Ist Einsamkeit ein Problem?

‚Natürlich. Menschen sind unglücklich, wenn sie einsam sind, es macht überhaupt keinen Spaß. Sie sind auch häufiger depressiv. Es gibt eindeutige Beweise dafür, dass Einsamkeit die Gesundheit beeinträchtigt und das Risiko eines vorzeitigen Todes erhöht. Es gibt auch Hinweise darauf, dass dies zu höheren Gesundheitskosten führt. Es ist wahrscheinlicher, dass Menschen mit vagen Beschwerden zum Hausarzt oder zur Notaufnahme gehen.“

Hat es nicht auch seine positiven Seiten? Der Rat für öffentliche Gesundheit und Gesellschaft bezeichnete Einsamkeit in einem Artikel als „unverzichtbar“. Bericht aus dem Jahr 2017. Wenn man allein ist, lernt man sich selbst wirklich kennen, lautet die Idee.
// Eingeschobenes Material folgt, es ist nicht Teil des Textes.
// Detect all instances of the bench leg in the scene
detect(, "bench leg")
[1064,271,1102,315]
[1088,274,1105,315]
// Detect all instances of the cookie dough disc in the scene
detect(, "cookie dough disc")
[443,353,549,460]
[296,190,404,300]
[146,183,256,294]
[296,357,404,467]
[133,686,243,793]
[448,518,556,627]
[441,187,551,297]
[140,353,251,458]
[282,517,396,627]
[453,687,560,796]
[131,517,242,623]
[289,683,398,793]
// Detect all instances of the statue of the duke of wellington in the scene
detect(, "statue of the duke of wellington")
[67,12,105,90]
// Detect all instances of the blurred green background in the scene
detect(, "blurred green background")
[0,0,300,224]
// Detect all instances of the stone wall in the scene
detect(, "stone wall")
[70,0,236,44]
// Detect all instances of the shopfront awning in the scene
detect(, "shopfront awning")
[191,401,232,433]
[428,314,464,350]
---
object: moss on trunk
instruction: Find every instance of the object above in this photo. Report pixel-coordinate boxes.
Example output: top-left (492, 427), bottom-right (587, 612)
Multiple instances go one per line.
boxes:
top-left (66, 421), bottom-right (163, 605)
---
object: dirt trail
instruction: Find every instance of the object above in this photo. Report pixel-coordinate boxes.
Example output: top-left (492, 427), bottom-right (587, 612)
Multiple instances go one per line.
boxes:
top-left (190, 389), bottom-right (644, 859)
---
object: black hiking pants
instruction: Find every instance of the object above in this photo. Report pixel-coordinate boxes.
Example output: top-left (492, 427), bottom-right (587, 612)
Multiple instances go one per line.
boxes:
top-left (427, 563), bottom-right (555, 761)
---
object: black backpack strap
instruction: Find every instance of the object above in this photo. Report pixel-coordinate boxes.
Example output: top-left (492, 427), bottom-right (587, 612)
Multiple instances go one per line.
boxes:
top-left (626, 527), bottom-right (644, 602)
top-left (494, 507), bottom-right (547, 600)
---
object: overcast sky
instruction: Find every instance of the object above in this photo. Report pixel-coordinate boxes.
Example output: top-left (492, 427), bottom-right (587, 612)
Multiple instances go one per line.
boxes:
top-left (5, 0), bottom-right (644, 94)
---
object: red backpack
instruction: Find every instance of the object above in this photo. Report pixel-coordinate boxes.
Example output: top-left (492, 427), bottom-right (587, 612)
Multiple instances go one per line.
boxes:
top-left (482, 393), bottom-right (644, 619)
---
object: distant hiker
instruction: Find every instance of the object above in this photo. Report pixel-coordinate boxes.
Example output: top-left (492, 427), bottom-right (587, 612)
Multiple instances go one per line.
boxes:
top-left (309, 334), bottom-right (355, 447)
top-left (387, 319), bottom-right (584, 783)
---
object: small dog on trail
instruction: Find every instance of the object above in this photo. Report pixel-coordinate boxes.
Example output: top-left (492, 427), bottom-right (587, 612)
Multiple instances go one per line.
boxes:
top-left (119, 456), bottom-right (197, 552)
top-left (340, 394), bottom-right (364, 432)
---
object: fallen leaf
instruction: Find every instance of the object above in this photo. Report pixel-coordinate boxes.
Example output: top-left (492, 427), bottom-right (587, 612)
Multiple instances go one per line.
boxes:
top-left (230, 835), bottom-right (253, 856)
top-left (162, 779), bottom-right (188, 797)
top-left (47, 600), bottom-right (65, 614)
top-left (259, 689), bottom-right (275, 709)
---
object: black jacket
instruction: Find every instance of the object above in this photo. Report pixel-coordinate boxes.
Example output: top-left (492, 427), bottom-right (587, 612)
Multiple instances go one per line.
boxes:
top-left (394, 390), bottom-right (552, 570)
Alleinsein ist etwas anderes, als sich einsam zu fühlen. Ich denke, Sie dehnen das Konzept stark aus. „Wir können alles Einsamkeit nennen, aber das hat mehr mit Bedeutung zu tun als mit sozial-emotionaler Einsamkeit, dem Gefühl, das Menschen selbst beschreiben, wenn sie sich einsam fühlen.“

Kann man objektiv feststellen, ob jemand einsam ist?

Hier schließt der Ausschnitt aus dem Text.